The toe pick also looks different. The toe pick is usually shorter on a dance blade, so that the tip is farther from the ice, but the angles that the toe pick meets the ice are much different. The combination has the effect of making dance blade toe picks much less effective, but also much less likely to cause you to stumble.
I think most synchro blades are a compromise - shorter tail, like a dance blade (some synchro blades have shorter tails than same brand dance blades, but that is not always true), but a toe pick that is intermediate between that of a dance and freestyle blade. Some people on this board prefer synchro blades, even when not doing synchro.
But there is sufficient variation in blade shape, from brand to brand and model to model, that it is difficult to generalize this way.

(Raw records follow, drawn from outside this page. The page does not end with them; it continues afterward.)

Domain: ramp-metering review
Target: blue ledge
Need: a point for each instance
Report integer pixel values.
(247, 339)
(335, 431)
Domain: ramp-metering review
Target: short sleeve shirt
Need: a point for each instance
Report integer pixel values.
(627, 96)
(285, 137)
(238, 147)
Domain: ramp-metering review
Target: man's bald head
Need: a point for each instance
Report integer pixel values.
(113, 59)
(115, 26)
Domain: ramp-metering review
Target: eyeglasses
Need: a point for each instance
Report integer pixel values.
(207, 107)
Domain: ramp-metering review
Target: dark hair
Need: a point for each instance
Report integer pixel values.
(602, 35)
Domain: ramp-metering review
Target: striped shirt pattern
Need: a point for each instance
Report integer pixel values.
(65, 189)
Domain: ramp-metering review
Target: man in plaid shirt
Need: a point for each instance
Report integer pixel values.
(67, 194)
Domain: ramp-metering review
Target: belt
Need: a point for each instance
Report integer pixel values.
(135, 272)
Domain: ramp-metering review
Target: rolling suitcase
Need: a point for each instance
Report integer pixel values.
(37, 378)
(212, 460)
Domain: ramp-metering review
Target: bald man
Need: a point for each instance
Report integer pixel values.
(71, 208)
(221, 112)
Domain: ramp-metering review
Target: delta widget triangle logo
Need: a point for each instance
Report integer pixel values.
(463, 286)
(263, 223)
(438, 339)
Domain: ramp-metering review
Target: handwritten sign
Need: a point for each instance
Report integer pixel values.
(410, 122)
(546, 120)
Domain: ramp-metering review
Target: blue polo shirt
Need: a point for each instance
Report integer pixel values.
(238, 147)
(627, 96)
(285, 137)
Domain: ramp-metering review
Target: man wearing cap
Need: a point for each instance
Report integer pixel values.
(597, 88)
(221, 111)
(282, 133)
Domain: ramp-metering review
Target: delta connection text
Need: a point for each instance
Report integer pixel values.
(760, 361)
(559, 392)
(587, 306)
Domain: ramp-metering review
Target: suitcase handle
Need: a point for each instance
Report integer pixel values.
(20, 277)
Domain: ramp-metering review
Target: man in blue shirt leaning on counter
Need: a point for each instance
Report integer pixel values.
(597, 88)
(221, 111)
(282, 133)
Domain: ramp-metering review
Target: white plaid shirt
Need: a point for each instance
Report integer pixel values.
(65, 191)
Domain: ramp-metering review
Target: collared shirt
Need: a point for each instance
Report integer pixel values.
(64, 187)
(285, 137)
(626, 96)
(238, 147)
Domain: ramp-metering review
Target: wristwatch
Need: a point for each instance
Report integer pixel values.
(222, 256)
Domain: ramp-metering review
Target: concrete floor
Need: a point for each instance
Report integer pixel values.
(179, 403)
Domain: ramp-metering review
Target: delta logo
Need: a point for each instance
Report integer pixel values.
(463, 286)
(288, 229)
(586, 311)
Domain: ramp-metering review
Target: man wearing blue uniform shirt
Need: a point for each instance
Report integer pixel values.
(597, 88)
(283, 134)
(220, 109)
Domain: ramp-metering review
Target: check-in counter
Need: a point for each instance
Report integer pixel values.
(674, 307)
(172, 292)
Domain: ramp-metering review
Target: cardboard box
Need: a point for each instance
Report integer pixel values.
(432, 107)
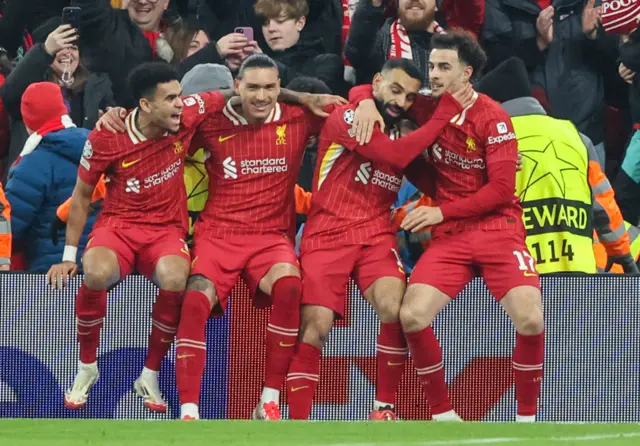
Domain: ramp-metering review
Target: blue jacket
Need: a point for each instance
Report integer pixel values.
(40, 183)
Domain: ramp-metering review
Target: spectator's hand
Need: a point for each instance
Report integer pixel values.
(519, 162)
(544, 24)
(464, 96)
(318, 102)
(421, 217)
(591, 19)
(113, 120)
(365, 120)
(62, 38)
(626, 74)
(58, 275)
(231, 45)
(233, 63)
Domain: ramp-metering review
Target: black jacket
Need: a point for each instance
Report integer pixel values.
(307, 58)
(570, 70)
(35, 67)
(367, 47)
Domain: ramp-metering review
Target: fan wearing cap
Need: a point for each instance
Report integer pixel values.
(44, 174)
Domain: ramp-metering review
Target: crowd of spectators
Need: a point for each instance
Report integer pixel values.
(578, 67)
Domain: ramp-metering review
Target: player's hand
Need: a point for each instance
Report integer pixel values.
(365, 120)
(113, 120)
(317, 103)
(626, 74)
(464, 96)
(58, 275)
(519, 162)
(421, 217)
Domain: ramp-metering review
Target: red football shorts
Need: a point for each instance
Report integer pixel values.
(500, 257)
(140, 249)
(326, 272)
(223, 261)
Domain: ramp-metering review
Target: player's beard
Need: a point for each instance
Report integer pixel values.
(413, 24)
(384, 108)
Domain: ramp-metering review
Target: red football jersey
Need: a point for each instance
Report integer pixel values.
(253, 170)
(145, 177)
(352, 195)
(463, 156)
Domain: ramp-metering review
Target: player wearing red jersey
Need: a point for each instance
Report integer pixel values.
(348, 232)
(255, 150)
(143, 222)
(479, 228)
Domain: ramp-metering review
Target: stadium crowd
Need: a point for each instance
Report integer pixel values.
(563, 70)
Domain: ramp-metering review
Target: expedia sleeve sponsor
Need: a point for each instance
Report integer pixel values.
(555, 194)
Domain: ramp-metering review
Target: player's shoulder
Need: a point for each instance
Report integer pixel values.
(488, 109)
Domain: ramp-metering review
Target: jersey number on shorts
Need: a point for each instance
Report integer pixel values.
(526, 263)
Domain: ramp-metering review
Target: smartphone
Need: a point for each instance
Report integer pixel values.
(71, 16)
(246, 30)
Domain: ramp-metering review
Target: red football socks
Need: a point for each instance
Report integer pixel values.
(191, 351)
(164, 325)
(91, 308)
(528, 359)
(282, 330)
(302, 381)
(391, 354)
(427, 355)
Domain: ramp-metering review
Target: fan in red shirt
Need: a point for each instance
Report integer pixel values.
(143, 222)
(348, 232)
(479, 229)
(255, 149)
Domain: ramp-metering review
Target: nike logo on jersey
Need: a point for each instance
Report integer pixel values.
(225, 138)
(126, 165)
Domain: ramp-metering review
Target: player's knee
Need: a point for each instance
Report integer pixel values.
(99, 275)
(388, 308)
(172, 276)
(413, 316)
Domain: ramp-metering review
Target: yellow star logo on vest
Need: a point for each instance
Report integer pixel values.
(471, 144)
(281, 133)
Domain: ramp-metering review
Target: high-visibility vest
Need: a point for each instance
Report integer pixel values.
(556, 197)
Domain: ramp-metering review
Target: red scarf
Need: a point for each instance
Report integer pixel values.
(400, 42)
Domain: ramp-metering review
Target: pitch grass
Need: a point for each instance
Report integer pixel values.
(14, 432)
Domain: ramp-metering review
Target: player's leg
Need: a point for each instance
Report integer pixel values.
(163, 258)
(103, 267)
(208, 287)
(326, 274)
(275, 269)
(510, 274)
(439, 276)
(380, 273)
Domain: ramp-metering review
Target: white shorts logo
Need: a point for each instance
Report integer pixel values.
(230, 169)
(364, 173)
(133, 185)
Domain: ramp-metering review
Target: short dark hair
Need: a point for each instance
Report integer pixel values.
(256, 61)
(307, 84)
(144, 79)
(469, 50)
(405, 65)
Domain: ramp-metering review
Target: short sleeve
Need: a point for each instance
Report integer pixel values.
(96, 158)
(500, 139)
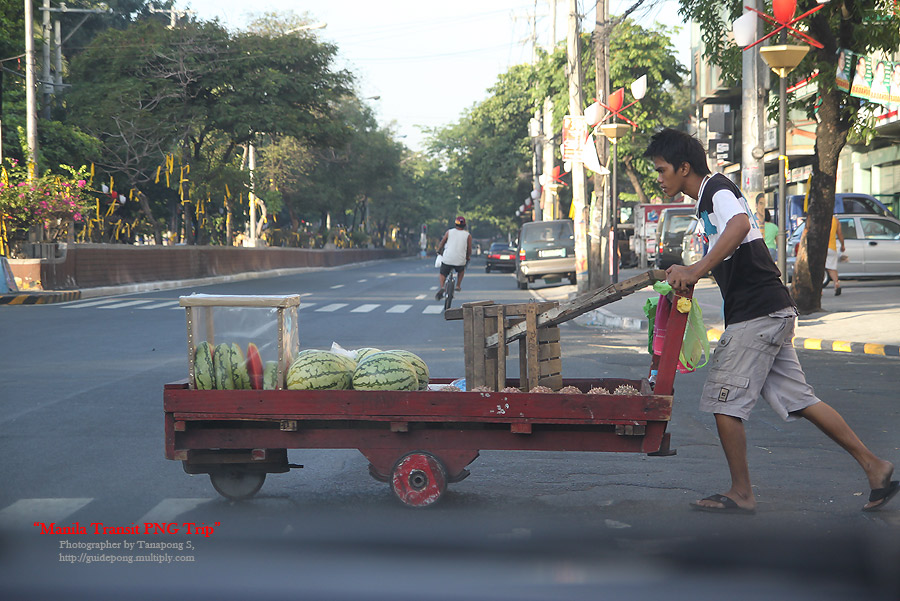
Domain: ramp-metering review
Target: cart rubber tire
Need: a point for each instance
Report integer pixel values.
(237, 484)
(419, 479)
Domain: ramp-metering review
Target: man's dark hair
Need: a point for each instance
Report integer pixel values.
(678, 147)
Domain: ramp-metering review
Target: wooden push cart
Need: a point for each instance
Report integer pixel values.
(421, 441)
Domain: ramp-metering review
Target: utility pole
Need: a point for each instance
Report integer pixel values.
(600, 213)
(46, 86)
(548, 195)
(173, 13)
(753, 96)
(30, 95)
(252, 196)
(576, 104)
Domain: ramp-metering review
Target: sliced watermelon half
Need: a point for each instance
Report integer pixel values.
(254, 367)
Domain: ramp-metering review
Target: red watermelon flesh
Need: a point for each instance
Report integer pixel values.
(254, 367)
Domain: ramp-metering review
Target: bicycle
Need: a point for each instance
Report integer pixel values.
(449, 288)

Finally, the most popular ice dance blades (at a competitive level MK Dance genuinely dominates) are also "thinline" - thinner than most figure skating blades, though they are ground that way only at the bottom, in the "Chrome relief zone", where the nickel/chrome plating is ground off. This is supposed to make them faster. I know for a fact that my MK Dance blades felt overwhelmingly faster than my Coronation Ace blades - and overwhelmingly faster than my Ultima Supreme freestyle blades as well. However, that may have had to do with the shortened toe pick too - because one could roll through more of the length of the blade.